There was a time when nearly all robins did. Records from the earliest Audubon Christmas Bird Counts in Illinois, for example, which go back to 1940, show very few wintering robins in the state until 1951. After that, robins observed on the Christmas counts increase gradually through the 1980s, and then really surge over the most recent two decades. Robins can now be found in all but the northernmost parts of Illinois through most winters.

Why the change? I checked in recently to discuss reasons for it with Mike Ward, an avian ecologist who holds appointments with the UI Department of Natural Resources and Environmental Sciences and the Illinois Natural History Survey.

Ward pointed out that, like other birds, robins have good reason to avoid migrating if they can. In part that’s because it is so risky. He said, “Migrating birds are forced to look for food in unfamiliar territory and figure out how to avoid unknown predators. It’s a very dangerous time for them.” In addition, individuals that don’t migrate, especially males, are able to occupy breeding territories first in the Spring, which gives them a reproductive advantage.

Ward noted that the northward expansion of the robin’s winter range might be facilitated by the long-term trend toward warmer winters and the availability of secure habitat in developed areas. But the most important factor by far is the availability of new sources of winter food.

“Contrary to popular perception, birds don’t need to migrate to avoid cold,” he explained. “They just need to be able to eat enough to maintain their high metabolism.”
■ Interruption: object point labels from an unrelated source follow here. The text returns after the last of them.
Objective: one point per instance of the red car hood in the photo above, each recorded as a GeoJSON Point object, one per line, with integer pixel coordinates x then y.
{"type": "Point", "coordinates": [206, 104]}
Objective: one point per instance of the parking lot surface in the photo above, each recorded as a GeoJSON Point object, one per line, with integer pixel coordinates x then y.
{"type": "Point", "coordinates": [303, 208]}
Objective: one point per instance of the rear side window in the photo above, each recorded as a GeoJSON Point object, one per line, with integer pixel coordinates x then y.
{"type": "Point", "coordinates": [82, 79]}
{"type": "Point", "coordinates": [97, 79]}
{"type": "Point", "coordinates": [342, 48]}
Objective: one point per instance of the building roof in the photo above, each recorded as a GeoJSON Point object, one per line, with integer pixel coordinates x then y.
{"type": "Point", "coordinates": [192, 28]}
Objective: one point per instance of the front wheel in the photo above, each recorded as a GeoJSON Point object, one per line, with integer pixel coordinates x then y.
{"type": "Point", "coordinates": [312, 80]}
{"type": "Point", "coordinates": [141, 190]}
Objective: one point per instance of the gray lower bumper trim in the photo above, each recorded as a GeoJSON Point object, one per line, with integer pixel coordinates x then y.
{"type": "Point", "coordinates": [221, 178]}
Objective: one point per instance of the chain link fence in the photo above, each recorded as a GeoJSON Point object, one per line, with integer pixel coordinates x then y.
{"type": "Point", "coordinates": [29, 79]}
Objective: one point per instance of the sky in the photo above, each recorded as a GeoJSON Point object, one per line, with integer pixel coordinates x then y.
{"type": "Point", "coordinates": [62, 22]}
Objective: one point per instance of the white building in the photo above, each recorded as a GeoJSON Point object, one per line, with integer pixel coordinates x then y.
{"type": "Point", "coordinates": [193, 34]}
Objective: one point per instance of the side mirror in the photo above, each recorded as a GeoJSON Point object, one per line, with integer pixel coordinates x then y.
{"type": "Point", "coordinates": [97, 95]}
Robins have been able to spend winters farther north in recent decades because an enormous new source of food has become available to them, the berries of exotic, invasive shrubs, especially varieties of buckthorn and bush honeysuckle. These prolific, fast growing, hard-to-kill shrubs degrade natural areas by displacing native plants, and, thereby, disrupting entire ecosystems. But they are a boon to wintering robins because their hyper-abundant berries persist on the branch right through the coldest part of the year.

Unfortunately, robins are also a boon to these invasive plants, since for each berry they ingest they deposit a seed somewhere.

The northward expansion of the robin’s wintering range in Illinois has occurred in concert with a steady increase in their overall abundance in the state as evidenced by the Breeding Bird Survey, an annual census conducted at the height of the breeding season. In the early years of the survey, which was begun in 1966, robins were observed at an average rate of fewer than 40 birds per survey route. That rate has grown steadily over time, and since the year 2000, an average of more than 100 robins per route have been observed, a two-and-a-half fold increase.

This population growth is also attributable to changes we’ve made in the landscape. “Robins love suburbanization,” said Ward. “Manicured, irrigated lawns make extremely poor habitat for most forms of wildlife, but they provide a perfect place for robins to hunt their favorite nesting-season food, which is earthworms.”

At least in this regard, robins do still behave according to script.